D’ores et déjà l’autonomie de Conakry vis-à-vis de la Chine pose question, tant Alpha Condé et les diplomates guinéens apparaissent déterminés à faire le jeu de Pékin sur la scène internationale. Ceux-ci n’ont pas hésité à absoudre Pékin des accusations de « génocide » visant sa minorité ouïghoure dans l’enceinte-même du Conseil des droits de l’homme de l’ONU, malgré les images de camps d’internement et les témoignages de sévices et de mauvais traitements, mais aussi malgré l’écrasante majorité de musulmans (88%) au sein de sa population. Conakry s’est également prêtée aux mises en scène de distribution de masques et de matériel médical par la Chine, surtout destinés à faire oublier son rôle dans la diffusion du Covid-19 dans le reste du monde
Soutien à la dérive autoritaire du clan Condé
De son côté, Pékin montre un soutien inconditionnel au clan Condé. La Chine a ainsi entériné les résultats du référendum constitutionnel destiné à permettre au président sortant de briguer un troisième mandat, qui le laisserait au pouvoir jusqu’à ses 87 ans (autant dire : une présidence à vie). Ce scrutin avait suscité l’indignation d’une grande partie de la classe guinéenne, critiquant une manœuvre de la part d’Alpha Condé pour rester au pouvoir coûte que coûte, et une dérive autoritaire de la présidence guinéenne. Durant les mois précédents le scrutin, plusieurs opposants ont été arrêtés après avoir critiqué la modification de la constitution. Les manifestants qui se sont rassemblés le jour-même pour protester contre le référendum ont été quant à eux dispersés à coup de grenades lacrymogènes et de tirs d’armes lourdes. Une répression condamnée par la communauté internationale dans son ensemble, à l’exception notable de la Chine qui a souligné au contraire les « bonnes conditions » dans lesquelles le vote se serait prétendument tenu.

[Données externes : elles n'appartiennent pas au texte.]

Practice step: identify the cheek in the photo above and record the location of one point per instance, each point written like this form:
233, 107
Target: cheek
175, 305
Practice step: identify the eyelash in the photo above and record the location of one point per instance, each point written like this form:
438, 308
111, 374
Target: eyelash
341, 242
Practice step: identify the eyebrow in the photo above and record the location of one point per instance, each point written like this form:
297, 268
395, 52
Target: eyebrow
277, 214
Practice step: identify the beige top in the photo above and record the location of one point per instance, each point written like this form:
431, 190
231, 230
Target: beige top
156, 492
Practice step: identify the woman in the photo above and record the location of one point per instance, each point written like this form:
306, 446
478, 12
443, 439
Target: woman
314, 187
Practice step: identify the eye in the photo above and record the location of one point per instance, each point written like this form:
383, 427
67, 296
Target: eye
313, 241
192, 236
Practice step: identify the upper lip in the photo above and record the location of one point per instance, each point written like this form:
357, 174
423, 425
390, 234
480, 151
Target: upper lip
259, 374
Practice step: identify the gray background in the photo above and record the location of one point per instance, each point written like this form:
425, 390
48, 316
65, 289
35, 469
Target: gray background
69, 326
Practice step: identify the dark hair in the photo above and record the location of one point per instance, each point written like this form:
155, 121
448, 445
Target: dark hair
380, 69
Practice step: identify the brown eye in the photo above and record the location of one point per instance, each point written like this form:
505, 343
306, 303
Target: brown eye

Pour les Guinéens, le bilan de ce 61e anniversaire est donc sombre. Outre l’absence de retombées économiques, la construction de grandes infrastructures stratégiques détournées par la Chine sur son territoire, il faut aussi compter sur les vifs encouragements prodigués par Pékin à la dérive sécuritaire et autocratique du régime d’Alpha Condé, qui apparaît de plus en plus vassalisé par l’Empire du Milieu. Tandis que la Guinée reste l’un des Etats les moins développés du continent et que sa population se maintient parmi les plus pauvres de la planète, les soutiens de la Chine bénéficient quant à eux des largesses de Pékin pour prix de leurs compromissions diplomatiques. Un bien triste bilan, qui ne se chiffre pas seulement en vies humaines, mais aussi en années perdues pour l’émergence de la Guinée.